Part of the reason for the rise: Flippers have more financing options than they’ve had in the past although hard-money loans likely still account for the bulk of flips that use leverage.
ATTOM Data Solutions, the new parent company of RealtyTrac, recently released its Q2 2016 U.S. Home Flipping Report, which shows 51,434 U.S. single-family and condo sales were completed flips in the second quarter of 2016. This is up 14 percent from the previous quarter and up 3 percent from a year ago, making this the highest number of home flips since Q2 2010.
ATTOM describes a home flip as a property that is sold in an arms-length sale for the second time within a 12-month period.
Mortgage Companies Offering Leverage on Flips
The share of flippers buying with cash dropped to the lowest level since Q3 2008, according to the report, which notes that 68.3 percent were purchased with cash, down from 71.1 percent in the previous quarter and down from 69.6 percent in Q2 2015.
“New players in the marketplace are providing some creative spins on the traditional hard money loans such as bridge loans and refinances, while also providing competition that brings the interest rates down significantly,” Daren Blomquist, senior vice president at ATTOM Data Solutions, told B2R Finance.
“Ten years ago the typical hard money loan would be 12 percent to 15 percent interest, Blomquist said. “Now investors can probably easily find a short-term rehab loan with single-digit interest rates.”
Is the Housing Market Headed for Overdrive?
Homes flipped in Q2 2016 accounted for 5.5 percent of all single-family and condo sales during the quarter. Housing experts look at flipping as one method to gauge the health of the housing market.

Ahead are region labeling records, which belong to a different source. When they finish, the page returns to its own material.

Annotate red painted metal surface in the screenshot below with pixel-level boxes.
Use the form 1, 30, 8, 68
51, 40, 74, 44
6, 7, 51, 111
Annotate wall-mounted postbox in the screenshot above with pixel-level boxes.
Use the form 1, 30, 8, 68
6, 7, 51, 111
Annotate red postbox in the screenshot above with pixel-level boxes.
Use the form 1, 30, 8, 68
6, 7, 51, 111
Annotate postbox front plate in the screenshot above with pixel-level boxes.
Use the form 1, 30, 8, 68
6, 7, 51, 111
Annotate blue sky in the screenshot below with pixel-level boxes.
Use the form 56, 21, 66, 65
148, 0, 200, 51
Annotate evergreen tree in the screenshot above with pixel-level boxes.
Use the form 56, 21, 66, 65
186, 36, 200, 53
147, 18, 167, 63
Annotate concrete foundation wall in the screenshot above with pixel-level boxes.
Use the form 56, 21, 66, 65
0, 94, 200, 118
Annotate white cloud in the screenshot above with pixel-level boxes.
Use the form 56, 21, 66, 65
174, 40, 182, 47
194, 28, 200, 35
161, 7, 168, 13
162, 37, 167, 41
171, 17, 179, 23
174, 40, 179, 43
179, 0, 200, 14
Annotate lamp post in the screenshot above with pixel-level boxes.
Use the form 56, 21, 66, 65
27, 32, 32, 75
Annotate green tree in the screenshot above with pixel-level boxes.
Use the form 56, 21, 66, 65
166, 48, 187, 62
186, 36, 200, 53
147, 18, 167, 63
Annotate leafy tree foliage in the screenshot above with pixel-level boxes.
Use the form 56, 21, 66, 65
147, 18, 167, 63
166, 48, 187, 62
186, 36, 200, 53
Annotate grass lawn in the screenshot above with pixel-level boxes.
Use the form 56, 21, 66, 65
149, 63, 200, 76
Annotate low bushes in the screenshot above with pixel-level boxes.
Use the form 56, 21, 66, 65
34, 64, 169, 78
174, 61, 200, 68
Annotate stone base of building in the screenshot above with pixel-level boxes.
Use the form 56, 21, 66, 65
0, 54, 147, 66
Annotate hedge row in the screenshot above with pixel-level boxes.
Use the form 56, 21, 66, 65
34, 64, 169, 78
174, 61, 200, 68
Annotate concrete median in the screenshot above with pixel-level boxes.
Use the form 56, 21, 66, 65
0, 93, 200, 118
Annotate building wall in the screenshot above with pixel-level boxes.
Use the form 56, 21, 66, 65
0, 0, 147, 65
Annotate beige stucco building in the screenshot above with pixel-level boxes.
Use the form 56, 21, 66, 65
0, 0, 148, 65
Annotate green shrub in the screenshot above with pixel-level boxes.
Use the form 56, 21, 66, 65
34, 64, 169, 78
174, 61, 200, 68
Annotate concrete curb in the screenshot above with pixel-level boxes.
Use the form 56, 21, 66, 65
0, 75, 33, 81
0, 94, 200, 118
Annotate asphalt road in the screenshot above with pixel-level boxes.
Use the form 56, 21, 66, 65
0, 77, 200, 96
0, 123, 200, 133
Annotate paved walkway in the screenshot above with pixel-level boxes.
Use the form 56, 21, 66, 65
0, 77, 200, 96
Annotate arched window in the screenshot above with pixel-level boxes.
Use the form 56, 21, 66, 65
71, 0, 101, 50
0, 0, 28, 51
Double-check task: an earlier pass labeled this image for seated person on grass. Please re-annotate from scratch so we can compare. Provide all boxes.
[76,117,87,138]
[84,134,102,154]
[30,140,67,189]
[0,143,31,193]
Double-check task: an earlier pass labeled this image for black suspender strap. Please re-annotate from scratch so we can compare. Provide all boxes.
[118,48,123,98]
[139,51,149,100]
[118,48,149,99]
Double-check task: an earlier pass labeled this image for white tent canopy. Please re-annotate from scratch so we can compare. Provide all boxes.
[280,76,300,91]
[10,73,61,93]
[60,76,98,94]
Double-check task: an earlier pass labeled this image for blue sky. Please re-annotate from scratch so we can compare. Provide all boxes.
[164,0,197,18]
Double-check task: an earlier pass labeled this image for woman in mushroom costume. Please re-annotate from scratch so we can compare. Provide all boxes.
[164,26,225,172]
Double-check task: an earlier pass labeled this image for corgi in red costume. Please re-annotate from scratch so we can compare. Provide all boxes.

“Home flipping in moderation (around 5 percent of sales) and done with discipline on the part of the investors (purchase discounts of at least 20 percent below full market value) indicates a healthy and growing housing market,” Blomquist tells B2R. “A disproportionate amount of flips (probably over 10 percent of sales) done without discipline (purchase discounts below 20 percent) indicates an overheated and over-speculative housing market that is headed for engine failure.”
Nationwide, the purchase discount stands at 25.7 percent, meaning that, on average, flippers bought the homes for 25.7 percent below the estimated full market “after repair” value of those homes.
But in some markets, the purchase discount was well below that 20 percent threshold, Blomquist notes, most notably super-hot markets such as San Antonio, Austin and Dallas where the purchase discount is in the single digits. In San Jose, California and Denver — also hot housing markets — the purchase discounts on flips were only 11.3 percent and 12 percent, respectively.
Flippers are also having a harder time flipping their properties quickly once they are renovated. It now takes an average of 185 days to flip, up five days from the first quarter.
The $62,000 average gross flipping profit represented an average 48.8 percent return on the original purchase price, down from a 49.3 percent average gross flipping ROI in the previous quarter, but up from a 47.5 percent average gross flipping ROI in Q2 2015.